On Thu, Sep 18, 2008 at 9:07 AM, Pasi Kärkkäinen
<pasik@xxxxxx> wrote:
>
> Can someone please tell me what commands I need to run to resize the LVM?
>
I assume you have those LVM volumes in dom0.
- lvextend the volume in dom0.
- run "cat /proc/partitions" in domU. Check the size of xvda.
- shutdown domU and start it up again (to pick up the new size for xvda from the extended lvm volume)
- run "cat /proc/partitions" in domU. Verify xvda is bigger now.
- create new partition to xvda, or resize existing partition (you can only grow the last partition easily)
I've come this far, and can add a new partition to the domU, but ideally I'd like to have one partition, since we're installing cPanel (and splitting the data across partitions confuses some people & scripts. )
- mkfs.ext3 the new partition or resize2fs the existing partition you just grew by editing the xvda partition table.
If I understand this correctly, this will format the partition, and I will loose all data on it, right?
Xen doesn't support online resizing domU xvdX/vbd devices at the moment.
So you need to restart domU to see the new/bigger size for xvdX devices.
That's fine, I don't need online resizing, I can shutdown the VPS in order to increase the size of it.
You could also run LVM in domU aswell.. to be able to resize any partition/volume in domU more easily.
In this case the procedure would be:
- lvextend the volume in dom0.
- run "cat /proc/partitions" in domU. Check the size of xvda.
- shutdown domU and start it up again (to pick up the new size for xvda from the extended lvm volume)
- run "cat /proc/partitions" in domU. Verify xvda is bigger now.

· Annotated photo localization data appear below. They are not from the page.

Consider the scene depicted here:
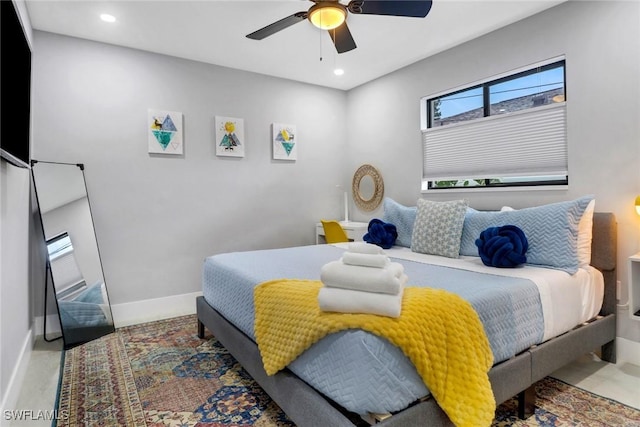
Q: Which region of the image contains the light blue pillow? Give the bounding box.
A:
[382,198,417,248]
[459,195,594,274]
[411,198,468,258]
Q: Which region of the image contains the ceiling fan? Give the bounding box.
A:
[246,0,433,54]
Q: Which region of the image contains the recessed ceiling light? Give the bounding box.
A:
[100,14,116,23]
[334,68,344,76]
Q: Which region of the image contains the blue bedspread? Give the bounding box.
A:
[202,244,544,415]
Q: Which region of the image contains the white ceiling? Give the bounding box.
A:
[25,0,566,90]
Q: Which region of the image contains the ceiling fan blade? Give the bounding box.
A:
[329,22,357,54]
[348,0,433,17]
[246,11,308,40]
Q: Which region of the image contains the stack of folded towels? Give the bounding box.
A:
[318,241,408,318]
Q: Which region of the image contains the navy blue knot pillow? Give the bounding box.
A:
[364,219,398,249]
[475,225,528,268]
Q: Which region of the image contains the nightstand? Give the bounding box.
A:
[316,221,368,244]
[628,253,640,320]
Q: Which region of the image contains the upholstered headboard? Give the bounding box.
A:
[591,212,617,316]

- resize/grow the LVM PV partition by editing partition table. Remember you can only grow last partition easily.
- reboot domU to make sure new partition sizes are picked up.

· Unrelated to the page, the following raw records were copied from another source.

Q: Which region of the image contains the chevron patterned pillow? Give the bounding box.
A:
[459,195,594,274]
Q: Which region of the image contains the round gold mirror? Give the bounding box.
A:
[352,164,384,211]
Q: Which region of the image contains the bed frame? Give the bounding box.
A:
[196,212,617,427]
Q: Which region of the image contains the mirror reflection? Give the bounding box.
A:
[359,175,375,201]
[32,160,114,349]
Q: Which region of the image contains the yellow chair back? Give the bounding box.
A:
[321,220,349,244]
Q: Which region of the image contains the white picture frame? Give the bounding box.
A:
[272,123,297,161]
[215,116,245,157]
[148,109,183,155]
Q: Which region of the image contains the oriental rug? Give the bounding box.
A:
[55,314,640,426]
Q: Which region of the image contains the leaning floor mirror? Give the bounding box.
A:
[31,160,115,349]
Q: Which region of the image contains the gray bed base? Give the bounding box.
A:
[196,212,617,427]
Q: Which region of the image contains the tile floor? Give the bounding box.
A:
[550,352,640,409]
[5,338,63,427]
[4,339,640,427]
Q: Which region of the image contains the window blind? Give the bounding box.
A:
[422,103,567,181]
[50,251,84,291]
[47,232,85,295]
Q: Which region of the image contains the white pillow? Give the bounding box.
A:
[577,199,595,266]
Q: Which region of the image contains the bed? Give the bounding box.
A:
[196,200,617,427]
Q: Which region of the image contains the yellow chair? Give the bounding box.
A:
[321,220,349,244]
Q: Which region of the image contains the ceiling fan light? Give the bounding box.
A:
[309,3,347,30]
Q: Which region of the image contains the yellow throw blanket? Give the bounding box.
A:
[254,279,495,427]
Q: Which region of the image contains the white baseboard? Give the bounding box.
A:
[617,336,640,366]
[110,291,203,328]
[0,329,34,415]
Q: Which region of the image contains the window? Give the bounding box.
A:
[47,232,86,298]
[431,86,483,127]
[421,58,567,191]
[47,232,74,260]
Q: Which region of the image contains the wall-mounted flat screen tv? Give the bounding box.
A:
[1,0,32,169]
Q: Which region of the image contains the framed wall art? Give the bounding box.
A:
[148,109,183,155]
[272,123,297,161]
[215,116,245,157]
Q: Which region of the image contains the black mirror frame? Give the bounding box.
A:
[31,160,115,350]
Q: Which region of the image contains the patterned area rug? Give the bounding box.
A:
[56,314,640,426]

- run vgdisplay to check available/free space on your VG.
- run pvresize to resize the LVM PV.
- run vgdisplay to verify you have more free space in your VG now.

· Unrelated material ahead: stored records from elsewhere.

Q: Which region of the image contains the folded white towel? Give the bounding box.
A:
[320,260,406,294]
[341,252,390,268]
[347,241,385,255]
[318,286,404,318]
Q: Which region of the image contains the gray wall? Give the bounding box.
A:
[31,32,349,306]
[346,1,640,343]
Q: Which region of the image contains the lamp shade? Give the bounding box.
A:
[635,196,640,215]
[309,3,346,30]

- lvextend any domU volume you want to.
- run resize2fs for the volume.
Another option is to have LVM PV directly on say xvdb, without any partition table..
Then you can skip the partition table editing steps.. just a simple reboot
will pick up the new size and you can pvextend immediately after.
How would I setup / install CentOS (for example) as a VPS in this manner?